She said that she knows that I have needs and although I’ve been really cool through this pregnancy she wants to make sure I am taken care of. She said that she has little to no sex drive any more and to force herself to have sex would just seem fake and she knows that I would pick up on that. She’s right too. I would never force my wife to do ANYTHING! And for her to force herself would just come across as a fraud.
So here I am considering my options, my relationship guidelines and my “morals”. Is this something I want to do? Is this something I can do? If I decide to go down this path who would I want to hook up with?
Considering the local women I have slept with that I could see sleeping with again I have narrowed it down to three. Our once unicorn is one. However after a strange situation this past weekend I think she’s off my dance card for a while. Mrs. Quaker is one. I know full well that the very generous Quakers would always be up for helping me out. The issue there is Mrs. Quaker and Mrs. Cardz share a brain and most likely a libido. I can almost guarantee that Mrs. Quaker’s sex drive has followed Mrs. Cardz’ suit. (Sorry Mr. Quaker) Considering that and the fact that live quite a bit away doesn’t really lend itself to a regular possibility.

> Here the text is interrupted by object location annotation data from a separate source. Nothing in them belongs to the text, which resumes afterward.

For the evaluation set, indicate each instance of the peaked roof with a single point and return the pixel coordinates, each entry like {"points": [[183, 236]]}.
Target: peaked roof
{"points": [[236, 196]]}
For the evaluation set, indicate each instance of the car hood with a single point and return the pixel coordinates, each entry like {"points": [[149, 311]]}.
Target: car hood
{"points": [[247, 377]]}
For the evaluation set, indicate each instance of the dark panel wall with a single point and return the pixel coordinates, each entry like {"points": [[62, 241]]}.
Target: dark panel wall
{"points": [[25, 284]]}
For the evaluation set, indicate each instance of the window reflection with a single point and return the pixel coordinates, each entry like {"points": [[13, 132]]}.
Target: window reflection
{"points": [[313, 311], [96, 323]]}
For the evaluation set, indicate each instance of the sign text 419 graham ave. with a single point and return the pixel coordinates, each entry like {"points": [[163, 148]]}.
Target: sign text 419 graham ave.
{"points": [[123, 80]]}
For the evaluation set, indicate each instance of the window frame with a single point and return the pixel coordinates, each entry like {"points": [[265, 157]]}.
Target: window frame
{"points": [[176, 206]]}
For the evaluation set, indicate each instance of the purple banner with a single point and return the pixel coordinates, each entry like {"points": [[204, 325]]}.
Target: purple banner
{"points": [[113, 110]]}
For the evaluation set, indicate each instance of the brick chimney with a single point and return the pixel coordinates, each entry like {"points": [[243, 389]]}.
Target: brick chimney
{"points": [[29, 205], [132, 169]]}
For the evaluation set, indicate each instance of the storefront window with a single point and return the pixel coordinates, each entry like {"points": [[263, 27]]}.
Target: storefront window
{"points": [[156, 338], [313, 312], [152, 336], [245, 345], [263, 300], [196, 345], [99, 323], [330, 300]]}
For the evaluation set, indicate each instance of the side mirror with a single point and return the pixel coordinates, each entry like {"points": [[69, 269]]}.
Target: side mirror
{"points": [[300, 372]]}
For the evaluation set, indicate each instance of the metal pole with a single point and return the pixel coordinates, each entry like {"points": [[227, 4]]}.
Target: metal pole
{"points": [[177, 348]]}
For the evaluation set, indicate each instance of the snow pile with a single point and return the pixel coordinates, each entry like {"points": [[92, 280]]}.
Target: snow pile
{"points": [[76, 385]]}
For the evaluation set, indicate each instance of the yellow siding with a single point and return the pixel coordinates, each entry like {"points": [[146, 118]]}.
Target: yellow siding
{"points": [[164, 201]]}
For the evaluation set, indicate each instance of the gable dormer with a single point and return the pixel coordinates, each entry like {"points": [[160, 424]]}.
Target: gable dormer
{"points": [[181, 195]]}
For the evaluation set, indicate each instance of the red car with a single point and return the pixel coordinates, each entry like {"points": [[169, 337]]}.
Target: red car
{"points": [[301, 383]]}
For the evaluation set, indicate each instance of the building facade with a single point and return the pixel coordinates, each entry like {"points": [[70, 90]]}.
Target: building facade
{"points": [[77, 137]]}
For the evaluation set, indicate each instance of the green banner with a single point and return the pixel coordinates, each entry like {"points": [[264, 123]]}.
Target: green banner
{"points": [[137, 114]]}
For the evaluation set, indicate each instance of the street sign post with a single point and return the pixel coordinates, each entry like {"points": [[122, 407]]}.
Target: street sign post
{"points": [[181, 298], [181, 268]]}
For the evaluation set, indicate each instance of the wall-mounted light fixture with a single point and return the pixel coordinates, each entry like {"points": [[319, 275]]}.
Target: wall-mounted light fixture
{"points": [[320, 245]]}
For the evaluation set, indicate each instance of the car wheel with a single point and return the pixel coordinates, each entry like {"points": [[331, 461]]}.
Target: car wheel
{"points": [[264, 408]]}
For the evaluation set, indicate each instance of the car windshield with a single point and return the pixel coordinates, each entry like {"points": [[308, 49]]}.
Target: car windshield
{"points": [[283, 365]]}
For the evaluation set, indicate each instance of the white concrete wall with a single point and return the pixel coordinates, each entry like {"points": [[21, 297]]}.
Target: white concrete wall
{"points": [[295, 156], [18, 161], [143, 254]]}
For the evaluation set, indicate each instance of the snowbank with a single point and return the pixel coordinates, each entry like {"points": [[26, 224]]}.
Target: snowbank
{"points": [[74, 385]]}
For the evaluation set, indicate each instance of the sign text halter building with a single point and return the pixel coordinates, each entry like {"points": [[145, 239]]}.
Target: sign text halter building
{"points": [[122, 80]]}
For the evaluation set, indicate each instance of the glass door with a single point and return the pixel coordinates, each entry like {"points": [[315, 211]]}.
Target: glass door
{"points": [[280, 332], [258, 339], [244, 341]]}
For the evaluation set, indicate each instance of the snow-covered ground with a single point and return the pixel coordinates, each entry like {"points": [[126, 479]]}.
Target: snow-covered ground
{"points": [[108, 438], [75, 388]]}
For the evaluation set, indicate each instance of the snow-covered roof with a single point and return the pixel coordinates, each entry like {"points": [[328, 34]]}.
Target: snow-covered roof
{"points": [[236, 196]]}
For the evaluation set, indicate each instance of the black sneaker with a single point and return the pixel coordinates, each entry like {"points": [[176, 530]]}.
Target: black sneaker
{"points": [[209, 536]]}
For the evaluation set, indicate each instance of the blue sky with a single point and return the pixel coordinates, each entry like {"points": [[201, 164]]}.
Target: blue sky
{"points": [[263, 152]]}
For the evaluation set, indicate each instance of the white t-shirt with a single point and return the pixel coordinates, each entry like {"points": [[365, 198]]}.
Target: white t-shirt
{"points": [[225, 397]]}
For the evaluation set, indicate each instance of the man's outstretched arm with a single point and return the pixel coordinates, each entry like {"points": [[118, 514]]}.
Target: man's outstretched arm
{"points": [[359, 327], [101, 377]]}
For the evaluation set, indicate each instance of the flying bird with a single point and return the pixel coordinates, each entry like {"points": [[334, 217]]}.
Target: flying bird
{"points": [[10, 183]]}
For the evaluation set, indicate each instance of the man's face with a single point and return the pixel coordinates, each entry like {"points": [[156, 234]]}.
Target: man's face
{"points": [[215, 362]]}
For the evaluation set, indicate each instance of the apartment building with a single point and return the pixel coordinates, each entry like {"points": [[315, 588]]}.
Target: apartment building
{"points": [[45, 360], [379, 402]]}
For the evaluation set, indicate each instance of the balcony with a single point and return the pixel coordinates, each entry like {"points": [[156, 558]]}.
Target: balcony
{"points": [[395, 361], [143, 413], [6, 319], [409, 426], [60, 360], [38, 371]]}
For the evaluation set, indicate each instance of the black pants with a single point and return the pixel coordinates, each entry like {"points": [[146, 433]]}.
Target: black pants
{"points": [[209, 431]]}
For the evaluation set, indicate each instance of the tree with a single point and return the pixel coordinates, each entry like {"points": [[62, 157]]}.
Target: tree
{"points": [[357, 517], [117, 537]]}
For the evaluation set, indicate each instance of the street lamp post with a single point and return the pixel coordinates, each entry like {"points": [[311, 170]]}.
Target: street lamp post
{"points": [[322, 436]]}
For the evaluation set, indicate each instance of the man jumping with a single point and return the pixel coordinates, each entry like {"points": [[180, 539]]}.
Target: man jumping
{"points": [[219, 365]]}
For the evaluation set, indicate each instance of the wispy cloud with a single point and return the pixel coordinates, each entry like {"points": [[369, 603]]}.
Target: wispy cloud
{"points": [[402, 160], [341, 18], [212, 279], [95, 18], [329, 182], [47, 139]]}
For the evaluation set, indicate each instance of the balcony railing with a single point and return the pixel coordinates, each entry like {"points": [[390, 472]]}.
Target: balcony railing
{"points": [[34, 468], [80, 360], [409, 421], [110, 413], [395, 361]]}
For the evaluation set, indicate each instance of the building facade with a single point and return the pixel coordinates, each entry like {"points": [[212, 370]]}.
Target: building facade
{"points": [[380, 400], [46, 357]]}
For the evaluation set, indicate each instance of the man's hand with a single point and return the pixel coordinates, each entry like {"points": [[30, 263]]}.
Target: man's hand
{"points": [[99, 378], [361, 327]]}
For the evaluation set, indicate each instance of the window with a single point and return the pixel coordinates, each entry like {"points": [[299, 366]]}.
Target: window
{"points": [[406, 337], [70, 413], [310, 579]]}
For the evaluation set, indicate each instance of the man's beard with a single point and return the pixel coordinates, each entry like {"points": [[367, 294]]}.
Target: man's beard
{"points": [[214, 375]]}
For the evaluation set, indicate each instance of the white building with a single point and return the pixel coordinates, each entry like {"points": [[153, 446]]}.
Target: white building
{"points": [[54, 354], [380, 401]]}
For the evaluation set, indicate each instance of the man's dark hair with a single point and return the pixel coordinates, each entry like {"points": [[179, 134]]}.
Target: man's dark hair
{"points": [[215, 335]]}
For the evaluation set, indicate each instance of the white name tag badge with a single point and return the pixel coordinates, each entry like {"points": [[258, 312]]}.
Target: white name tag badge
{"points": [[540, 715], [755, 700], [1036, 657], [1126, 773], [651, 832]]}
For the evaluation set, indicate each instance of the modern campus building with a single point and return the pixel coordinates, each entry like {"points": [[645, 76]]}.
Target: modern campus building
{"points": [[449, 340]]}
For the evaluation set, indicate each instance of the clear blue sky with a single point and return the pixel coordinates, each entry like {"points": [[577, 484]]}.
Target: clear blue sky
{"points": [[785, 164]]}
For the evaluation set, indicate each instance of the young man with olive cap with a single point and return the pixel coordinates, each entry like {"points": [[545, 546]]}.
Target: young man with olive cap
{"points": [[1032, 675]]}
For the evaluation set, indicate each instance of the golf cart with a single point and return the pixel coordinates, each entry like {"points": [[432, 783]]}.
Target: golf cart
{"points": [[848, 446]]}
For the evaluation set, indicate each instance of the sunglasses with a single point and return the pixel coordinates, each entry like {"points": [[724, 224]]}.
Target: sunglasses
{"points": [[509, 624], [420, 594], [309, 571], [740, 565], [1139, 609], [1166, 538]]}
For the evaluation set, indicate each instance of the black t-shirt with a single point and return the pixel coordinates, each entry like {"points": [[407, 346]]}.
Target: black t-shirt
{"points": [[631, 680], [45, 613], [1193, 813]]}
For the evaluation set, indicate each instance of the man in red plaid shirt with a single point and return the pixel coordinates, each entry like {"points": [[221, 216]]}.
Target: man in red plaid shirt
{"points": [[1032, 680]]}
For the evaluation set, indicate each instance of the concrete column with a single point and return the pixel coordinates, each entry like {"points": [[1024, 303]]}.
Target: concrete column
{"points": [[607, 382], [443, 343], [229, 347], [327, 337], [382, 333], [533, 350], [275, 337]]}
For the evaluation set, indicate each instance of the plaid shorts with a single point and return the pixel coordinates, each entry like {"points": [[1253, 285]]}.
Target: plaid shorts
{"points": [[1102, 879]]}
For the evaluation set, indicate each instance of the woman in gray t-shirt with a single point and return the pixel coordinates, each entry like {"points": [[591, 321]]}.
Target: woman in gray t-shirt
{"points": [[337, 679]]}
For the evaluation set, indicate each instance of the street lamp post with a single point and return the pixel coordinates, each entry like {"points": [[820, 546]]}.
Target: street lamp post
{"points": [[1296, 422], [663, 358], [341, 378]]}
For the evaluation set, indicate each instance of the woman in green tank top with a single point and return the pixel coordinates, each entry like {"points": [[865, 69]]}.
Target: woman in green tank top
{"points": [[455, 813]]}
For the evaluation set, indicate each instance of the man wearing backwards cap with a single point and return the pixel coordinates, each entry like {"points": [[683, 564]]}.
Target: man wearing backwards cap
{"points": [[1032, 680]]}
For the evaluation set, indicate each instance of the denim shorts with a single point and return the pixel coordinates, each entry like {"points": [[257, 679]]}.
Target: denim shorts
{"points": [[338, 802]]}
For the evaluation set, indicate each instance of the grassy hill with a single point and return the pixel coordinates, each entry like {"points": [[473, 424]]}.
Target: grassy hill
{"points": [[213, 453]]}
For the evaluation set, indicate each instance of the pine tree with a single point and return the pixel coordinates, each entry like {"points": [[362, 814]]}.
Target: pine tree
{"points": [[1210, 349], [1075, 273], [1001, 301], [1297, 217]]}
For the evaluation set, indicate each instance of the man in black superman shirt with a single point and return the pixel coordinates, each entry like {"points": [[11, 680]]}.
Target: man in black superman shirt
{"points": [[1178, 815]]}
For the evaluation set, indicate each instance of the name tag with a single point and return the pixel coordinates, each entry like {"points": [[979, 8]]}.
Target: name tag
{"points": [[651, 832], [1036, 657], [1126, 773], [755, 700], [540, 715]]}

The last woman on my list of possibilities is also a close friend. Her boyfriend has been trying to set us up on a date for quite a while. They live relatively close by and I know Mrs. Cardz feels comfortable with them both. The issue is scheduling. They both work weekends and some nights while we work during the week. We MIGHT be able to pry a window open to get out maybe once or twice but that’s about it.
My last option is to find someone new an idea that makes me more then a bit uneasy. I haven’t been on a “singles” date in over 12 years. I wouldn’t even know where to start. And trying to wind a person who not only am I attracted to and Mrs. Cardz feels comfortable with but someone who can understand and respect our position sounds Damn Near impossible.
I’m not saying I’m totally invested in this idea. In fact I may still be in shock from Mrs. Cardz bringing it up. I’m just running through my options, my concerns, and the possibilities.